3. 住宅ローン残高で注意すべき点とは?
住宅ローンは手元にまとまった資金がなくてもマイホームを購入することができる便利な手段ですが、借入金額が大きくなるほど利息が膨らんで家計を圧迫してしまうことにもなりかねません。
そのため「いくらまで借り入れ可能なのか」ではなく、「いくらまでなら無理なく返済できるのか」を重視しなければなりません。
したがって住宅ローンを組む際に注意すべき点は以下のようになります。
3.1 返済負担率を25%以下に抑える
返済負担率とは年収に占める返済額の割合のことで、1カ月の返済額を世帯月収(年収÷12)で割って算出します。
返済負担率は住宅ローン審査のチェック項目にもなっていますが、一般的に25%以下が余裕のある返済額とされています。
たとえば年収が600万円であれば返済負担率を25%以下とするためには、月々の返済額は600万円÷12×0.25=12万5000円以下となります。
3.2 定年退職時のローン残高を試算しておく
住宅ローンを組む際には、定年退職時のローン残高がどの位になるのかにも注意が必要です。
住宅ローンを設定するとローンを組んだ金融機関から月々の返済額や借入金残高などが記載された「返済予定表」が提示されるので、給与所得者であればこの表から定年退職時のローン残高を確認することができます。
定年退職後には収入が大きく減少してしまうので、定年後にも返済が可能な金額なのか、退職金で一括返済が可能なのかどうか等を事前によく検討しておく必要があります。
3.3 返済期間は適切なのかどうかを確認する
住宅ローンの返済期間は一般的には35年が最長になります。
返済期間が長くなるほど毎月の返済額を安く抑えることができるので、退職後も返済できるのであれば低金利の現在はできるだけ返済期間を長くした方が有利といえるでしょう。

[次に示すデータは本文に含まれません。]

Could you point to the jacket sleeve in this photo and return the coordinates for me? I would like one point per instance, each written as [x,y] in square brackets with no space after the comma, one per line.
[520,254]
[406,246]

尚、はじめに長期間のローンを組んで、まとまった現金が用意できた時に繰り上げ返済をするのもひとつの方法といえます。
借入金額のすべて、もしくは一部だけでも充当が可能で、繰り上げ返済した金額全てが元金の返済に充てられ、返済期間を短縮することができます。
元金が減るためにそれに比例して利息も減るため、トータルの返済額も節約することができます。
3.4 頭金の額は適切なのかどうかを確認する
頭金(自己資金)を多く準備すればするほど高額物件を購入することができるようになります。
また頭金の額が多いほど借り入れ金額が少なくなるので返済額は低くなりますが、手持ち資金がなくなってしまうと子供の教育資金や事故、病気、失業といった不測の事態に備えることができなくなってしまいます。
したがってある程度の資金は手元に残しておく必要があります。
給与所得者であれば生活費の約3~6カ月分、自営業者であれば約1年分を目安に手元に現金を残しておくことが大切です。
4. 住宅ローンのまとめ
住宅ローンの支払いは長期間にわたって継続するものなので、日々の生活に悪影響を与えないためにも、無理のない返済計画が不可欠といえます。
年収や毎月の生活費との兼ね合いを考えると共に、病気や怪我、失業といった不測の事態にも対応できるように、無理なく返済できる金額に留めておくことが大切です。